Moi ce qui m’embête le plus c’est Duris, j’ai jamais aimé cet acteur.

Joey Joe Joe Jr Shabadoo

La critique du monde ne m’avait pas super emballé mais vous savez comment redonner envie (même si je vous trouve parfois un chouia trop gentils 😋). D’ailleurs c’est toujours dans votre politique de faire critiquer une oeuvre par le rédacteur l’ayant le plus appréciée ?

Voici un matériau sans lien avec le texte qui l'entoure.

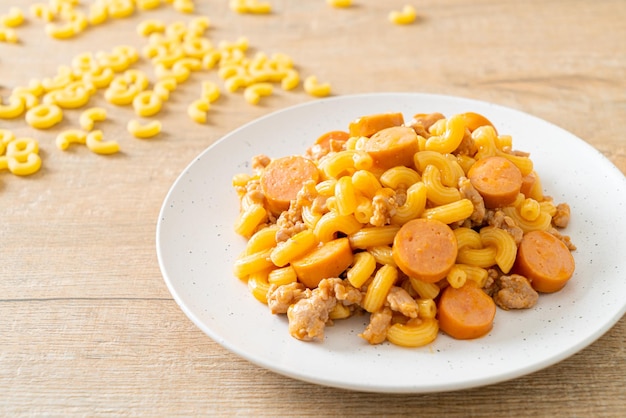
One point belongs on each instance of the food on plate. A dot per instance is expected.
(425, 225)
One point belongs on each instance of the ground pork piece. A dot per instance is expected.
(422, 122)
(498, 219)
(376, 330)
(469, 192)
(467, 145)
(290, 221)
(490, 286)
(316, 151)
(346, 293)
(308, 316)
(565, 238)
(259, 163)
(399, 300)
(279, 298)
(514, 292)
(562, 215)
(384, 206)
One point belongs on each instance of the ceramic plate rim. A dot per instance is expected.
(167, 243)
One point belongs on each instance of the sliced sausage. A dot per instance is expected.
(497, 179)
(392, 147)
(466, 312)
(369, 125)
(545, 260)
(425, 249)
(283, 178)
(474, 121)
(327, 261)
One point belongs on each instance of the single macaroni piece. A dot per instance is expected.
(98, 13)
(296, 246)
(436, 191)
(373, 236)
(504, 243)
(450, 212)
(456, 277)
(8, 35)
(198, 109)
(252, 94)
(148, 4)
(13, 109)
(148, 27)
(70, 136)
(72, 96)
(210, 91)
(96, 144)
(44, 116)
(14, 18)
(164, 87)
(339, 3)
(290, 79)
(120, 9)
(376, 295)
(143, 131)
(424, 290)
(363, 266)
(408, 335)
(22, 156)
(331, 223)
(6, 136)
(184, 6)
(61, 31)
(99, 77)
(250, 6)
(313, 87)
(282, 276)
(42, 11)
(147, 103)
(91, 115)
(406, 16)
(259, 286)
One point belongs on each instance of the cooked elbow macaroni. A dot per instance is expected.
(355, 200)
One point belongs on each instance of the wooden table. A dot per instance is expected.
(88, 326)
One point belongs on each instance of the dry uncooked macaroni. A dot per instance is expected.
(328, 230)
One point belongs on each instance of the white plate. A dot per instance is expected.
(196, 248)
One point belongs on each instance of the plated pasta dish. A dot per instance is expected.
(426, 225)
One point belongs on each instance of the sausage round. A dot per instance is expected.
(467, 312)
(392, 147)
(283, 178)
(425, 249)
(545, 260)
(370, 124)
(497, 180)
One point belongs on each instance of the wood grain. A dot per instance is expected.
(88, 326)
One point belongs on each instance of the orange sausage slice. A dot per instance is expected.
(327, 261)
(497, 180)
(545, 260)
(391, 147)
(474, 121)
(425, 249)
(369, 125)
(467, 312)
(283, 178)
(325, 140)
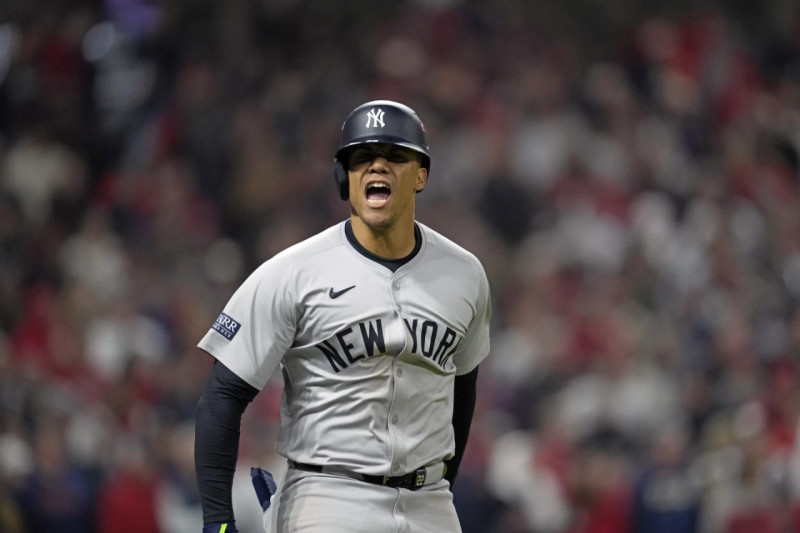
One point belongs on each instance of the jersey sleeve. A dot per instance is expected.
(256, 327)
(475, 346)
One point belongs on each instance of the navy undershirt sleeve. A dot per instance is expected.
(464, 395)
(217, 426)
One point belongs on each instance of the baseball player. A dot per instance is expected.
(378, 325)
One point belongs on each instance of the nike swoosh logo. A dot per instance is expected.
(335, 294)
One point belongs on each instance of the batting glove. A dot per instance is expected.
(220, 527)
(265, 486)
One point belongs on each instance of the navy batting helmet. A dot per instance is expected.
(379, 121)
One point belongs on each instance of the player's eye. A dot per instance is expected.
(360, 156)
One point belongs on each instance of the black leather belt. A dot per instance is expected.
(411, 481)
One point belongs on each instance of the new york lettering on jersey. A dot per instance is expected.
(429, 339)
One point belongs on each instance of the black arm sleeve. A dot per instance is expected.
(464, 393)
(217, 422)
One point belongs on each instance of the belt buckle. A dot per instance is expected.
(419, 478)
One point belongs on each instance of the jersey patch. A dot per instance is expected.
(226, 326)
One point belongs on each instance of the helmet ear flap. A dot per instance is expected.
(341, 178)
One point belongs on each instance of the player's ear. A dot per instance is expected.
(422, 178)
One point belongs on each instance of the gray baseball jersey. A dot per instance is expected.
(368, 355)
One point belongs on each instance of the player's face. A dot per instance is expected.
(383, 181)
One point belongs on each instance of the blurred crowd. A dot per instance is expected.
(628, 177)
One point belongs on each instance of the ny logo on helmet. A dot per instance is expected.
(375, 118)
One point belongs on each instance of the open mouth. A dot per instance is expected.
(377, 194)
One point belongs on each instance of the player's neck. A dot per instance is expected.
(394, 242)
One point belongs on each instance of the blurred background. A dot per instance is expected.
(626, 171)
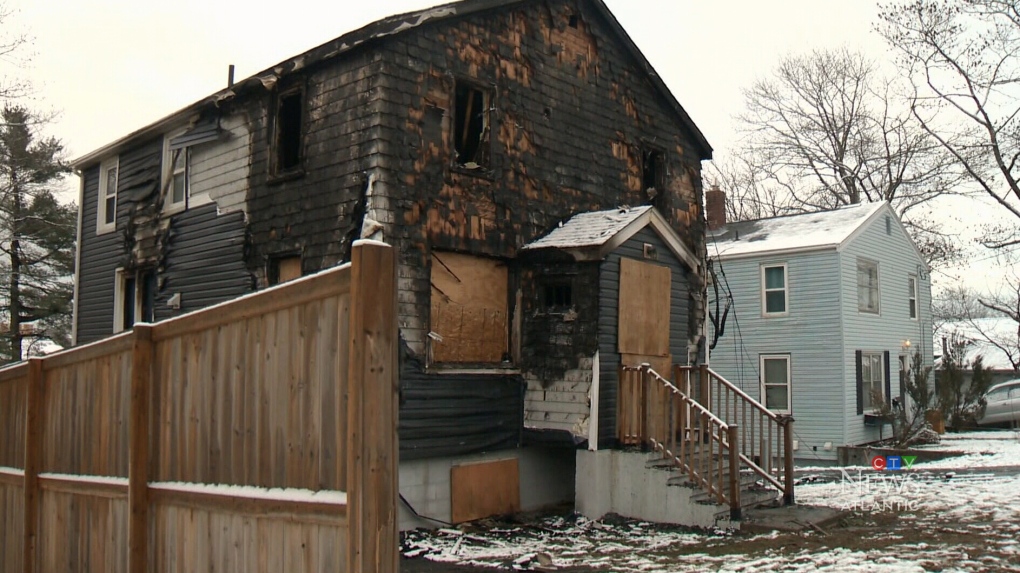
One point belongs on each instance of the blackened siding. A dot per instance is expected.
(609, 297)
(571, 111)
(205, 261)
(458, 414)
(100, 256)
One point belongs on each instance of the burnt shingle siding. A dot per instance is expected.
(571, 111)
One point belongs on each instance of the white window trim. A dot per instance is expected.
(913, 297)
(785, 291)
(789, 386)
(169, 206)
(102, 227)
(866, 355)
(118, 294)
(878, 287)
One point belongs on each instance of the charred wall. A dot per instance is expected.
(315, 210)
(571, 114)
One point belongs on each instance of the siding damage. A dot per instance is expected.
(469, 129)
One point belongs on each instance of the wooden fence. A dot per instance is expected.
(254, 435)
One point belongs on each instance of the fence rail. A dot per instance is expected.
(155, 450)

Force à l’équipe pour les commentaires désobligeants. Ne lâchez rien surtout !

Dario De Palma

Un thriller plutôt plaisant sur la forme avec son rythme relativement soutenu, son jeune acteur principal impliqué et son tournage nocturne sous influences (« Collateral ») , mais qui pâtit d’un scénario bancal avec des péripéties peu vraisemblables, des personnages insuffisamment caractérisés et un arrière plan politique traité de façon superficielle.

amebix-winter

Quand je vois la teneur de certains commentaires, je me dis que l’équipe est encore bien courageuse de laisser la section ouverte sur certains articles et d’ainsi s’infliger pareilles lectures.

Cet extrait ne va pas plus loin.